Barely more than a week ago, a certain D.C.-based film was released into the wilds of the American cinematic landscape. Made by a respected director (James L. Brooks), the movie starred a bona fide legend (Jack Nicholson), a major star (Reese Witherspoon), and two funny, familiar faces (Owen Wilson, Paul Rudd). But bruised by critics, including me, it floundered at the box office, earning only $7.5 million on opening weekend. Oh, and did I mention that the film cost $120 million to make? All of which is severely funny, especially if you were required to sit through the 120 minutes of the rom-com hell known as How Do You Know.

But if you live in D.C. proper, as I do, you might stop laughing when you learn that your District stewards gave $1.4 million in taxpayer dollars to How Do You Know, which filmed in Adams Morgan last year. That's about one percent of the film's budget — a pittance for Columbia Pictures, which produced the movie, but a significant sum to District agencies facing major budget cuts. D.C.'s film office would argue that the money was necessary to ensure that How Do You Know filmed here. Opponents would argue that the screenplay was set in D.C. — Wilson plays a Nats reliever, Rudd an executive facing securities fraud — so where else would they shoot?

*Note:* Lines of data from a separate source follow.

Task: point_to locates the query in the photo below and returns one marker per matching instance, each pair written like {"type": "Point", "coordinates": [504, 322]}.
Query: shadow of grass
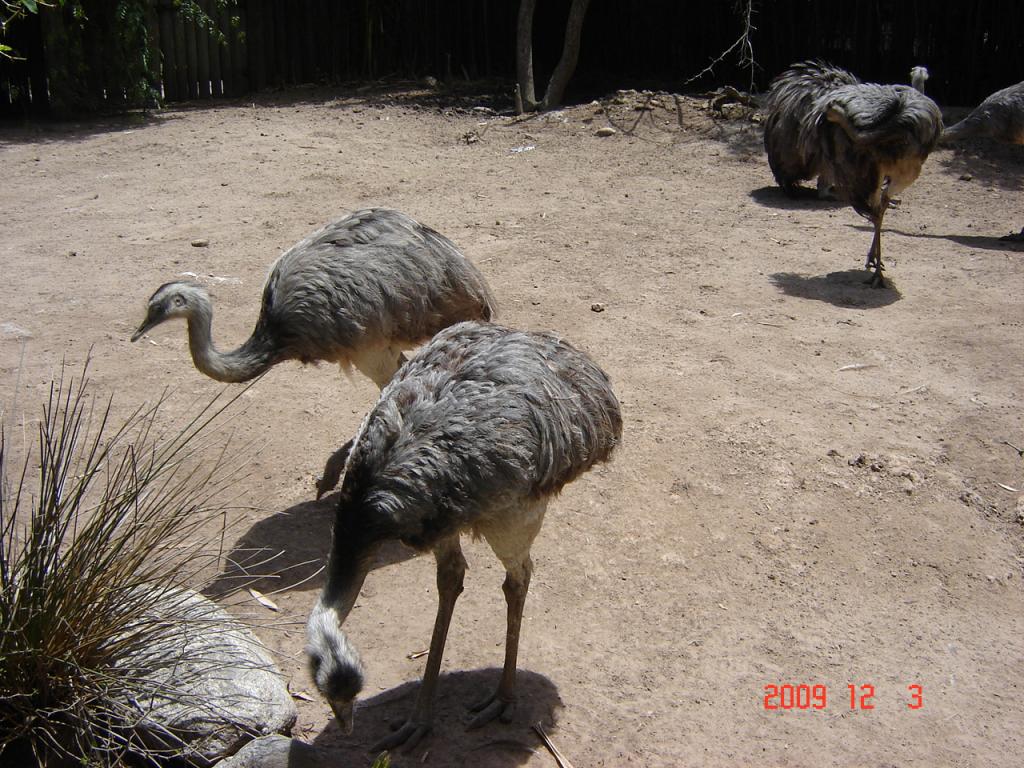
{"type": "Point", "coordinates": [450, 744]}
{"type": "Point", "coordinates": [847, 289]}
{"type": "Point", "coordinates": [773, 197]}
{"type": "Point", "coordinates": [985, 162]}
{"type": "Point", "coordinates": [289, 550]}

Well, in Pennsylvania for starters. How Do You Know spent far more time there than in D.C., having been courted with nearly $19 million in tax credits. It seems Philadelphia makes for a decent stand-in for the District (and for Annapolis, too). It's this imbalance in film incentive budgets — this escalating arms race between states — that has taxpayers, governors, and employees of the film industry worried. Some politicians argue that such incentives spur local economic activity. Virginia Gov. Bob McDonnell is a believer: This year, he approved a $2.5 million tax credit program and boosted the state's rebate program to $2 million. The latter, though meant to last two years, is already dry, while the former could go entirely to Steven Spielberg's forthcoming Lincoln biopic.

There are plenty of detractors, too, though none as vocal as the Center on Budget Policy and Priorities, a D.C. think tank. Last month, it released a study claiming that a paltry return on investment makes film incentives, however small in amount, a waste of taxpayer money. The MPAA begged to differ, of course. So who's right? It's impossible to assess, with certainty, a film production's short- and long-term benefits to the local economy, so this argument may never be settled.

But there are certain facts worth noting. D.C., for instance, can never compete with enormous film-incentive packages from states like Pennsylvania and New York. Neither can Virginia, with its current incentive programs. (At last check, Maryland's program was without funding.) It's likely, then, that Hollywood films will continue to abandon the mid-Atlantic for more generous states, but that doesn't mean the local filmmaking community will be any less vibrant. Virginia's incentives have been a boon to independent filmmakers, and D.C. will be fine as long as it's still home to the White House, Capitol Building, Washington Monument, and Lincoln Memorial. That's what brought Michael Bay here for Transformers: Dark of the Moon, and we didn't pay him a single taxpayer penny.